What if we heard this story as a story of gratitude for unearned forgiveness? What if we paid attention to the JOY that the finder expresses in each of those three parables, instead of focusing on the bitter whispers of others who expect God to balance out punishment to everyone else on some great heavenly balance sheet so that they can feel better about themselves?

Some of us identify with the younger brother: we have all done thoughtless things. Some of us identify with the father, especially if we have ever thought we lost someone or something precious only to have the joy of restoration take the place of our anticipatory grief. Some of us identify with the older brother, and resent the heck out of anyone who gets a second chance when we think they don’t deserve it.

As you know, I have also been including poetry in our adult forum classes, and while doing my reading, I discovered what is considered to be one of the shortest poems in the English language, so short its title is longer than the poem itself. It is attributed to George MacDonald, called “The Shortest and Sweetest of Songs.” Here it is:

Come.
Home.

As we prepare for the easing of restrictions from these long months of COVID precautions, I hope you hear the promise of the two most beautiful words that lie under our gospel selection from Luke. Those two words were probably in the heart of the father every day his son was gone.


Those two words also have a very practical component in our church life right now, too. As we find a new normal, rather than mourn or resent what we’ve done without, let’s return stronger and more resolute than ever to holding fast to these precious relationships that feed us. Let’s join hands, and give thanks for the amazing grace of those two words: Come Home. Let’s say them to each other, and invite those we know into the warmth and welcome of this place and the knowledge and love of God in Christ.

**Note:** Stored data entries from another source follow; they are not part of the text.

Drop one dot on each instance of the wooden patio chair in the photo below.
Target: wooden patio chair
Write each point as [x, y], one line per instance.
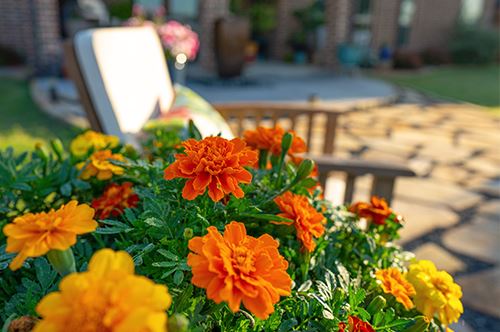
[109, 114]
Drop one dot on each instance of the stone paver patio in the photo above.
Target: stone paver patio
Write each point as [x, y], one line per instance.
[452, 208]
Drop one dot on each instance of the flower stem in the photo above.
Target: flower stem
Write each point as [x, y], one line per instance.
[63, 261]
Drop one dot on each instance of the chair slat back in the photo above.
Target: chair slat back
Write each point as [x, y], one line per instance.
[312, 125]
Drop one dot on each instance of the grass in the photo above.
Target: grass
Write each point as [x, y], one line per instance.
[477, 85]
[22, 124]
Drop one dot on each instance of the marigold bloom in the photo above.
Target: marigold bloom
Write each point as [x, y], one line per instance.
[437, 293]
[307, 221]
[236, 268]
[99, 165]
[35, 234]
[377, 210]
[355, 325]
[214, 162]
[393, 282]
[115, 199]
[269, 139]
[108, 297]
[91, 140]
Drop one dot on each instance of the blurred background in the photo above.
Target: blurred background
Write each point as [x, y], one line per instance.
[424, 75]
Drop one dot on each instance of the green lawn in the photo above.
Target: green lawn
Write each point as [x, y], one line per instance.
[22, 124]
[477, 85]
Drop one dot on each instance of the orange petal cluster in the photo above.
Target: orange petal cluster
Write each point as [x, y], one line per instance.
[376, 211]
[307, 221]
[115, 199]
[35, 234]
[355, 325]
[237, 268]
[269, 139]
[393, 282]
[214, 163]
[99, 165]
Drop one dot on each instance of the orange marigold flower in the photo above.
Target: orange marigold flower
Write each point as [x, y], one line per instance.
[236, 268]
[214, 162]
[355, 325]
[377, 210]
[99, 165]
[307, 221]
[269, 139]
[35, 234]
[393, 282]
[115, 199]
[108, 297]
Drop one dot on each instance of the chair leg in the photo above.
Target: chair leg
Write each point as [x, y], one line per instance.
[383, 186]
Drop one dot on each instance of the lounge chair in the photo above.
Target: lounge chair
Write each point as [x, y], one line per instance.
[123, 81]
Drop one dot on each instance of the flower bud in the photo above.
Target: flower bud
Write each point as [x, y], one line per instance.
[377, 304]
[178, 323]
[286, 143]
[63, 261]
[304, 170]
[188, 233]
[57, 147]
[41, 151]
[420, 325]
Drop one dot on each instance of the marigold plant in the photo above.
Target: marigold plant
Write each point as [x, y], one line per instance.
[436, 292]
[108, 297]
[99, 165]
[354, 324]
[115, 199]
[35, 234]
[393, 282]
[91, 140]
[269, 139]
[238, 268]
[307, 221]
[377, 211]
[214, 163]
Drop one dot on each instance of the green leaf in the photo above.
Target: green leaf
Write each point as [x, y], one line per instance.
[264, 216]
[287, 325]
[44, 273]
[178, 277]
[168, 254]
[164, 264]
[21, 186]
[155, 222]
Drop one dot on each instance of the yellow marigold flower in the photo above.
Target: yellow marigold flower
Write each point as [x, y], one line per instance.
[35, 234]
[394, 283]
[437, 293]
[99, 165]
[108, 297]
[89, 140]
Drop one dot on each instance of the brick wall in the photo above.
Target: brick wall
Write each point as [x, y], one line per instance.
[433, 23]
[31, 28]
[338, 27]
[384, 25]
[286, 25]
[210, 11]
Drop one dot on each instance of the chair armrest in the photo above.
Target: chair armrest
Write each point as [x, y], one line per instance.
[384, 174]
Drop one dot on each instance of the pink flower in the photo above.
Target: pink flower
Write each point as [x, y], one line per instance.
[178, 38]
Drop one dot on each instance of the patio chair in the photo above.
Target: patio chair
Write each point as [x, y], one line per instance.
[113, 67]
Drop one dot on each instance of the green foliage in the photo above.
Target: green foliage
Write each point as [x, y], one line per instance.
[262, 17]
[474, 45]
[330, 284]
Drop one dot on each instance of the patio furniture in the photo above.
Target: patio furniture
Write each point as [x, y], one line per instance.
[123, 81]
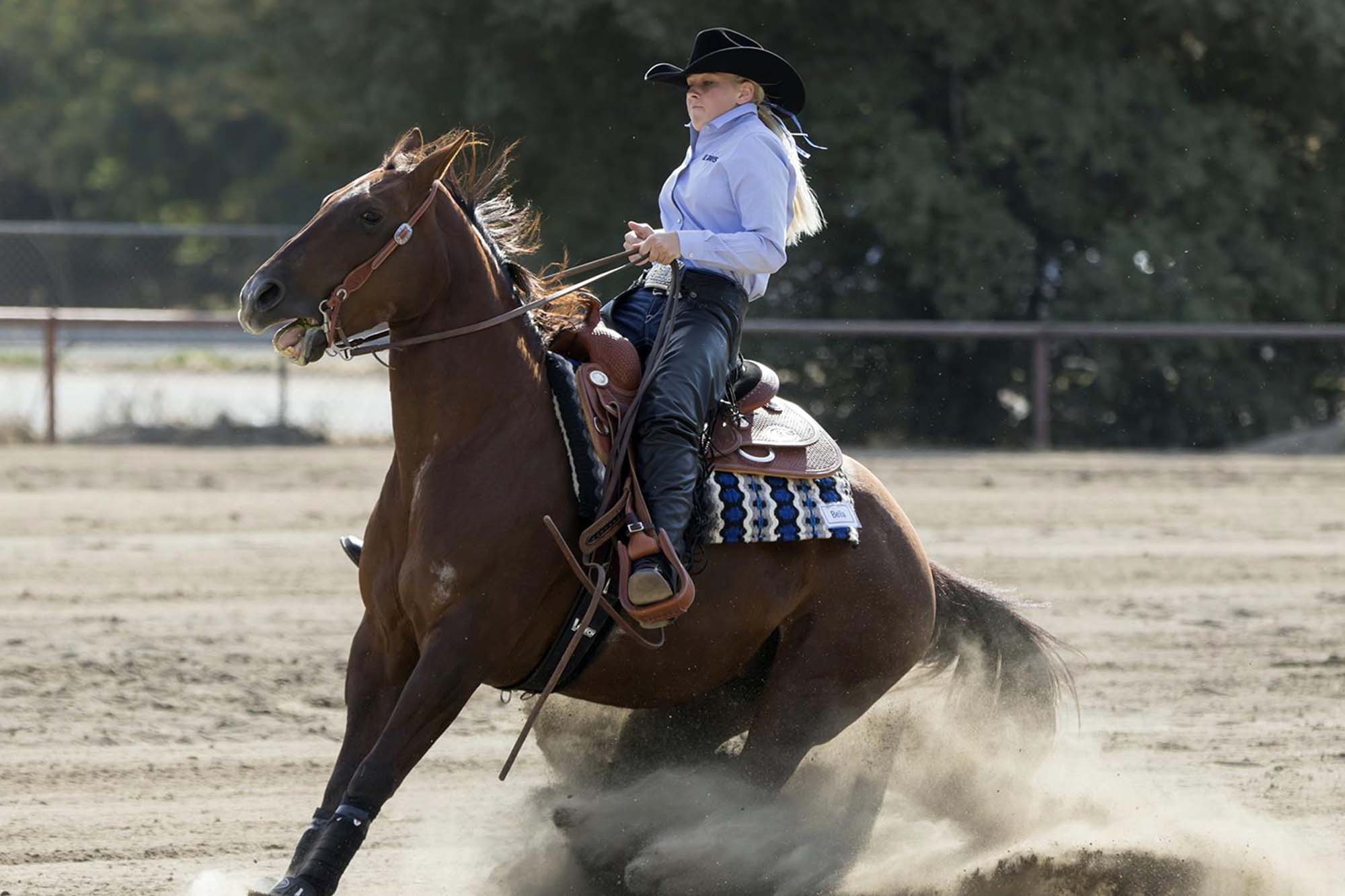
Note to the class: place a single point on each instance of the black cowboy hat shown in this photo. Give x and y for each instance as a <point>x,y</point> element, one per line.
<point>726,50</point>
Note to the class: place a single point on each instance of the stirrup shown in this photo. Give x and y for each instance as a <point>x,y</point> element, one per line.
<point>353,546</point>
<point>650,581</point>
<point>660,612</point>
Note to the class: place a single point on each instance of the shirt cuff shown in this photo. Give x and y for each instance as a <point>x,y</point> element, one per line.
<point>692,244</point>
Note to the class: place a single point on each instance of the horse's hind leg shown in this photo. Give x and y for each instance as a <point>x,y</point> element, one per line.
<point>833,663</point>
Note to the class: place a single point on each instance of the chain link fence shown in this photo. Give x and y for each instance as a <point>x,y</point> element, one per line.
<point>130,266</point>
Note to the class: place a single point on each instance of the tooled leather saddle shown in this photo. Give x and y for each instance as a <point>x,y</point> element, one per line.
<point>767,436</point>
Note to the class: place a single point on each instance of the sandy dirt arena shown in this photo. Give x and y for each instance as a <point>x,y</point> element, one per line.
<point>174,627</point>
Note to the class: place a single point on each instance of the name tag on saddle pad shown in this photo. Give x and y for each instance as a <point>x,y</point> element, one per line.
<point>840,514</point>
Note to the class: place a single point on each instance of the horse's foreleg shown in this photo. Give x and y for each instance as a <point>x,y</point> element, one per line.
<point>375,677</point>
<point>443,680</point>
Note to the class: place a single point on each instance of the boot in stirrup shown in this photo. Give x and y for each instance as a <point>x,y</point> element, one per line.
<point>353,546</point>
<point>652,580</point>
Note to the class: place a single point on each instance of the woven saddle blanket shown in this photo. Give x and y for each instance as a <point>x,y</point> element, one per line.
<point>744,506</point>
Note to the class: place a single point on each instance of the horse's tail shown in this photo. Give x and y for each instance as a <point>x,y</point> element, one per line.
<point>1007,670</point>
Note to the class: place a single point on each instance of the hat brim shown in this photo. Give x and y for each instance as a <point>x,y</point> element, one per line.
<point>782,84</point>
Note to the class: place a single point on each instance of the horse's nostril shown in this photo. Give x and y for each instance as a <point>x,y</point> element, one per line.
<point>270,295</point>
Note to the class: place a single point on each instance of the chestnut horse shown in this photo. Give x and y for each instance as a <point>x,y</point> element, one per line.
<point>462,584</point>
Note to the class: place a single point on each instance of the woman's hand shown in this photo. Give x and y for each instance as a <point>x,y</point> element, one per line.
<point>634,237</point>
<point>662,247</point>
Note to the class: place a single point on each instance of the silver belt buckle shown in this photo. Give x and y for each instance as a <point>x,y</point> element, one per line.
<point>660,278</point>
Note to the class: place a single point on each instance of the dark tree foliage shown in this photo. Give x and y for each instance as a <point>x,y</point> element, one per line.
<point>1069,159</point>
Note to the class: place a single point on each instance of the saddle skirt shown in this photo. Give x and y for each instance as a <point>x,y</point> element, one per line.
<point>769,436</point>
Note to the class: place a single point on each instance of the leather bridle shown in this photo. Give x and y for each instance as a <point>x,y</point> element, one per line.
<point>340,345</point>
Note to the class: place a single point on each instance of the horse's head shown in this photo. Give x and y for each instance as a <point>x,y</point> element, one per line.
<point>352,225</point>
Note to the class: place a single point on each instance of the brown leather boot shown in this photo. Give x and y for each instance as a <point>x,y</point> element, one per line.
<point>652,581</point>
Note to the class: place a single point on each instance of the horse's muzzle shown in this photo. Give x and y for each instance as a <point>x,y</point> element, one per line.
<point>260,303</point>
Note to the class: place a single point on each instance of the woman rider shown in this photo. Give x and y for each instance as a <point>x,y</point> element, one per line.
<point>728,212</point>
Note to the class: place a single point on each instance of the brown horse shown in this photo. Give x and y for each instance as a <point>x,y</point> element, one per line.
<point>462,584</point>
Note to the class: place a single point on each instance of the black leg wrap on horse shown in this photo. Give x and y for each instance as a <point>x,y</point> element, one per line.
<point>337,842</point>
<point>307,840</point>
<point>689,381</point>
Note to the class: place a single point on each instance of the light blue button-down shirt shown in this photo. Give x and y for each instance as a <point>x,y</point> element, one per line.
<point>732,198</point>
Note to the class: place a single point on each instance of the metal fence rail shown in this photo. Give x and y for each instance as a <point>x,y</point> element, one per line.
<point>1042,334</point>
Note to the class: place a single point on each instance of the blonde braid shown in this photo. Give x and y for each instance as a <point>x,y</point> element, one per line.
<point>808,217</point>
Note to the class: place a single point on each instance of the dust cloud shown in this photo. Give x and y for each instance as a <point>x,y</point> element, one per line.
<point>903,803</point>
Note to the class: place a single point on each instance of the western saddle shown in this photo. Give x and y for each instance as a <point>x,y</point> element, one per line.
<point>766,436</point>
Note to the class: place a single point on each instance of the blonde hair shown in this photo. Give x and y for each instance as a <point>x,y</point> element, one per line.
<point>808,217</point>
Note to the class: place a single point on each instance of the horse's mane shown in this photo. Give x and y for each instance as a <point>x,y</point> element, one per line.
<point>477,179</point>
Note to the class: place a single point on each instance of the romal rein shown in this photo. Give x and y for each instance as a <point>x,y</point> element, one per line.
<point>349,348</point>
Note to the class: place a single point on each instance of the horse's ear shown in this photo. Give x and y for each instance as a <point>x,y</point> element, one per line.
<point>410,142</point>
<point>434,166</point>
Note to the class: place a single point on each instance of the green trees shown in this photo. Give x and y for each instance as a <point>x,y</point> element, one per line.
<point>1174,161</point>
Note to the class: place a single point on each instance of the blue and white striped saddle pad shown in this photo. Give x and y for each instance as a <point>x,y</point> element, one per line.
<point>746,507</point>
<point>754,509</point>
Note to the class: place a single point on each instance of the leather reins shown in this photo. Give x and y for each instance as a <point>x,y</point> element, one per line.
<point>349,348</point>
<point>595,585</point>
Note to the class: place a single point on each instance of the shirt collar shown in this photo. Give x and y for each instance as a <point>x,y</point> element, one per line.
<point>726,118</point>
<point>720,122</point>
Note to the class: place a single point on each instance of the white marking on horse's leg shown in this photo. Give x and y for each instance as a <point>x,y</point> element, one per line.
<point>445,579</point>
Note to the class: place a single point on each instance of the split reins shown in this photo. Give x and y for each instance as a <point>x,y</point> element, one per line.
<point>346,348</point>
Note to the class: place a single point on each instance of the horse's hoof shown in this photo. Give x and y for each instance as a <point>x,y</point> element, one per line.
<point>566,817</point>
<point>289,887</point>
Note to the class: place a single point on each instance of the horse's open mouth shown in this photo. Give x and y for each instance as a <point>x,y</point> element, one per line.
<point>301,341</point>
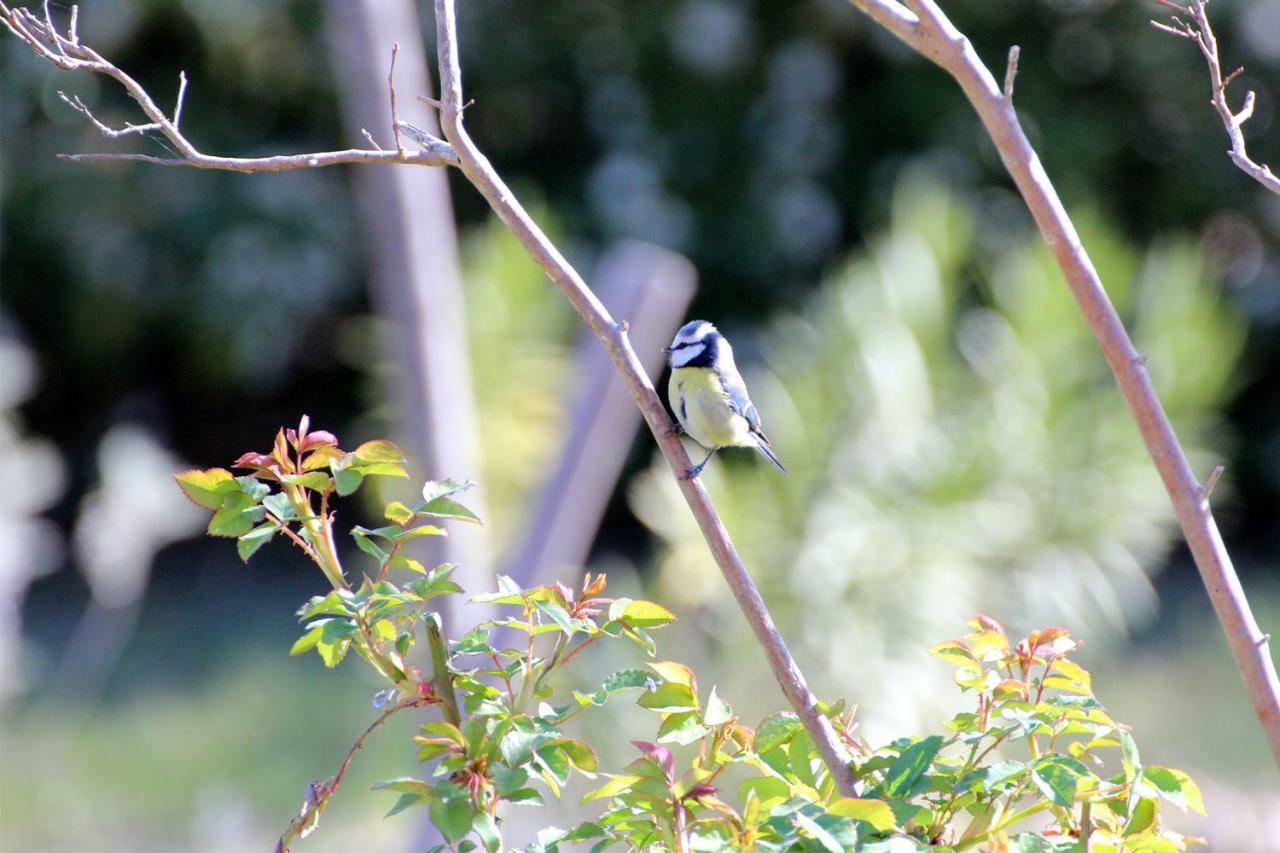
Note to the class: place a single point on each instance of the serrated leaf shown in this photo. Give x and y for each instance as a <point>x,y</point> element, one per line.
<point>398,512</point>
<point>557,614</point>
<point>434,489</point>
<point>645,614</point>
<point>673,673</point>
<point>956,653</point>
<point>1176,787</point>
<point>876,812</point>
<point>248,543</point>
<point>379,451</point>
<point>681,728</point>
<point>306,642</point>
<point>208,487</point>
<point>347,480</point>
<point>236,516</point>
<point>487,830</point>
<point>776,730</point>
<point>280,506</point>
<point>612,788</point>
<point>1055,781</point>
<point>443,507</point>
<point>369,546</point>
<point>717,711</point>
<point>314,480</point>
<point>453,816</point>
<point>579,753</point>
<point>668,697</point>
<point>254,487</point>
<point>909,766</point>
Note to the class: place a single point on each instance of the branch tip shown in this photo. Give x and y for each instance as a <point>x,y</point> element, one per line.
<point>1211,482</point>
<point>1011,74</point>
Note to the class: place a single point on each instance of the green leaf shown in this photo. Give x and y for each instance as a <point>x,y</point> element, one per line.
<point>681,728</point>
<point>280,506</point>
<point>1055,781</point>
<point>347,480</point>
<point>910,765</point>
<point>717,711</point>
<point>307,641</point>
<point>668,697</point>
<point>474,642</point>
<point>557,614</point>
<point>332,653</point>
<point>369,546</point>
<point>254,487</point>
<point>645,614</point>
<point>487,829</point>
<point>876,812</point>
<point>398,512</point>
<point>612,788</point>
<point>379,451</point>
<point>206,488</point>
<point>236,516</point>
<point>580,755</point>
<point>1176,787</point>
<point>453,816</point>
<point>406,801</point>
<point>435,489</point>
<point>448,509</point>
<point>315,480</point>
<point>1129,752</point>
<point>248,543</point>
<point>776,730</point>
<point>517,744</point>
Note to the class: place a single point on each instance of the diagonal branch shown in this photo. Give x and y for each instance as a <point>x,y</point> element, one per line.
<point>1200,32</point>
<point>613,336</point>
<point>937,39</point>
<point>68,53</point>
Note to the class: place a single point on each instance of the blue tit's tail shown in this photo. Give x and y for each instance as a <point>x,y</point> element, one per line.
<point>762,445</point>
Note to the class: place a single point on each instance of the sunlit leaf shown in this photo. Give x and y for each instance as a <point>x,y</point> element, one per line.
<point>206,488</point>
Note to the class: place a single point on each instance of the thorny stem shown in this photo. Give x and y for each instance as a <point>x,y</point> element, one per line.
<point>613,336</point>
<point>321,792</point>
<point>440,678</point>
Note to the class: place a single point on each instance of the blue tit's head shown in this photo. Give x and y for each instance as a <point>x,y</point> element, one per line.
<point>698,343</point>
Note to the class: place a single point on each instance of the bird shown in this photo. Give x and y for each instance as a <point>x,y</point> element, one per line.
<point>708,395</point>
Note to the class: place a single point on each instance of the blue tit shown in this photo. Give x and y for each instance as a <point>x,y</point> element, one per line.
<point>709,397</point>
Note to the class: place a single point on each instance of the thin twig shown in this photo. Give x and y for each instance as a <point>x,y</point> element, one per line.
<point>937,39</point>
<point>41,35</point>
<point>391,89</point>
<point>1200,31</point>
<point>613,336</point>
<point>1011,74</point>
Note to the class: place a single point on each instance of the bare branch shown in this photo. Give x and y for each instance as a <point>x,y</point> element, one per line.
<point>613,336</point>
<point>937,39</point>
<point>182,94</point>
<point>391,87</point>
<point>41,35</point>
<point>1202,35</point>
<point>1011,74</point>
<point>1212,480</point>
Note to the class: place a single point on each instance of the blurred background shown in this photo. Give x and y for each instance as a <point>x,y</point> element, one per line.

But as we look over the long journey of the last two years, even when we have felt isolated or alone, remember that God has been beside you, supporting you and reminding you of the abundant, tender care God lavishes upon us, in times of joy and also, even though we might need to reach through the anxiety or numbness, in times of trial.

And all along, we have each other. And as long as we have that, we can hold fast to each other, and return to living into ways old and new that we remain bound within each others’ lives.

Come as you are. Come home to yourself, and the amazing gift of God’s grace and mercy that upholds each and every one of us no matter our circumstances.

Come home.



Preached at the March 26 505 and the March 27 10:30am Eucharist (in person and online) at St. Martin's Episcopal Church in Ellisville, MO.